Ветер и мошки (СИ) - Кокоулин Андрей Алексеевич
Купнич Мишаней, кажется, не наследил. Во всяком случае, смотрел, куда ногу ставит и за что держится. А найдут следы (обязательно что-то сохранится), то вряд ли сопоставят с Субботиным. Мало ли кто ходил, мало ли кто что делал. Грибники. Хотя нет, не сезон. Тогда охотники.

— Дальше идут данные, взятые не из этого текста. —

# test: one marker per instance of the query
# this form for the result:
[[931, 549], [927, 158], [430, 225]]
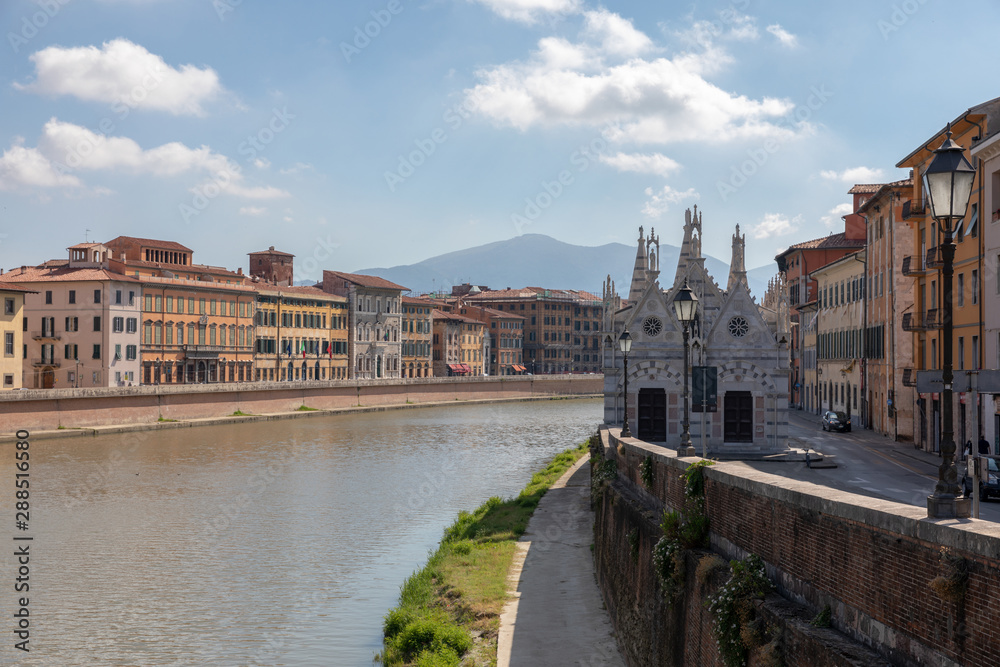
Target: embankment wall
[[871, 561], [47, 409]]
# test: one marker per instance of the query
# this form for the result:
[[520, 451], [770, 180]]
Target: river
[[271, 543]]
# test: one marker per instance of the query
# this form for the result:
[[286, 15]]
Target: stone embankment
[[166, 406], [855, 580]]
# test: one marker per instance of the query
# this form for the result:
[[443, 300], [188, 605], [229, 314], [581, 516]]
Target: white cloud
[[296, 168], [855, 175], [530, 11], [659, 100], [659, 201], [122, 74], [65, 147], [786, 38], [833, 218], [775, 224], [26, 167], [617, 35], [654, 163]]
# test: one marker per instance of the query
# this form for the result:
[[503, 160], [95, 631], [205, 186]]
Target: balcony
[[934, 259], [912, 266], [914, 208], [916, 322]]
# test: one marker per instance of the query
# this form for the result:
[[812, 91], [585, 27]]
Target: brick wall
[[872, 561]]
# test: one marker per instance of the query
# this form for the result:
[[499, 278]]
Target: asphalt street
[[867, 463]]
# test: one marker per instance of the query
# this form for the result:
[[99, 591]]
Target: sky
[[379, 133]]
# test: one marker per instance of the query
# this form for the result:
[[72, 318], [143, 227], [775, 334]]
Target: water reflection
[[275, 543]]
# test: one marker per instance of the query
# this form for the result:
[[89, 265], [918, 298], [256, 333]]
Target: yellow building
[[12, 333], [417, 337], [840, 335], [301, 334], [925, 319]]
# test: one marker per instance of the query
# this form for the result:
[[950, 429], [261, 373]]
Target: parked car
[[836, 421], [987, 489]]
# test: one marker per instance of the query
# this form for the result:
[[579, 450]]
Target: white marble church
[[747, 343]]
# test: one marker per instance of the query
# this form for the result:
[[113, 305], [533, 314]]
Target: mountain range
[[542, 261]]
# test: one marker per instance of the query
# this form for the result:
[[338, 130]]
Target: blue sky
[[379, 133]]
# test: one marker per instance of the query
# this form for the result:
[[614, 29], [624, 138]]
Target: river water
[[274, 543]]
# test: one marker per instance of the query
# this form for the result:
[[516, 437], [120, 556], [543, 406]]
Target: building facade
[[301, 334], [72, 336], [418, 338], [987, 155], [12, 326], [729, 335], [925, 320], [197, 319], [840, 336], [374, 325], [888, 393]]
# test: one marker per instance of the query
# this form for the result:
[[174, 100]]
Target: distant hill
[[542, 261]]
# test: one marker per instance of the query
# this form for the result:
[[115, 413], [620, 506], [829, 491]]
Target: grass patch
[[450, 610]]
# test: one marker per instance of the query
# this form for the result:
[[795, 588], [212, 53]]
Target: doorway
[[652, 415], [738, 416]]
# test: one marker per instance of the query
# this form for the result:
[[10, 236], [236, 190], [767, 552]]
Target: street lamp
[[948, 182], [625, 344], [686, 306]]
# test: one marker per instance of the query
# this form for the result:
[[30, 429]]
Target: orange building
[[197, 320], [301, 334], [925, 319]]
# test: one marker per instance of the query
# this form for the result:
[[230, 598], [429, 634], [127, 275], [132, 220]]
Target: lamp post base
[[948, 508]]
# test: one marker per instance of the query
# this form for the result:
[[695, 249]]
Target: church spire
[[738, 267], [640, 276], [691, 246]]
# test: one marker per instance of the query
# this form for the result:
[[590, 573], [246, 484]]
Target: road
[[867, 463]]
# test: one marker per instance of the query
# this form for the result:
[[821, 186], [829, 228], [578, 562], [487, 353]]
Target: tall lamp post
[[948, 182], [625, 344], [686, 306]]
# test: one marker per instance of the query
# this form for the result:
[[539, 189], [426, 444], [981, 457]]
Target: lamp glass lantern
[[625, 342], [948, 181], [685, 304]]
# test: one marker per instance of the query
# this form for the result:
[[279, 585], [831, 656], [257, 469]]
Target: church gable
[[740, 323], [651, 320]]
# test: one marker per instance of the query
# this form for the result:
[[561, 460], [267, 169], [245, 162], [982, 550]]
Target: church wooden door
[[652, 415], [738, 416]]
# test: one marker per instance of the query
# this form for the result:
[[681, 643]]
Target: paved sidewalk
[[557, 617]]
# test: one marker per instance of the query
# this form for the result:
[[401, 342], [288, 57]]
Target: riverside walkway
[[557, 616]]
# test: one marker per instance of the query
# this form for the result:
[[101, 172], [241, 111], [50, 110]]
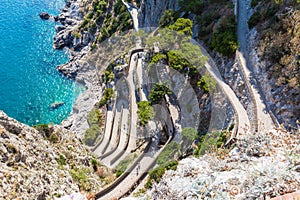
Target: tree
[[167, 18], [183, 26], [158, 92], [145, 112]]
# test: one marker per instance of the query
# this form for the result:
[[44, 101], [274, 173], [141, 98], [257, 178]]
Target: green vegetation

Купнич остановился, посмотрел по сторонам и выбрался из леса. Слегка сутулясь, попылил по обочине. Отмахал от кладбища он, пожалуй, километра полтора. Кстати… Купнич достал из кармана плаща еще мокрый булыжник, которым приложил Субботина, присев, отер о траву, и забросил далеко на зеленеющее всходами поле.
Вот и все.
Что же касается самого Мишани, то Купнич был уверен, что после того, как он покинет долговязое Мишанино тело, тот воспримет все с ним случившееся в последние два дня как острую фазу интоксикации. И вряд ли раскаяние об убийстве, которое то ли было, то ли нет, погонит его в ближайшее отделение милиции. Скорее всего, Мишаня предпочтет, чтобы воспоминания канули в алкогольную Лету. Тем более, что к этому времени как раз должна подойти бражка, сотворенная на дрожжах и забродившем брусничном варенье.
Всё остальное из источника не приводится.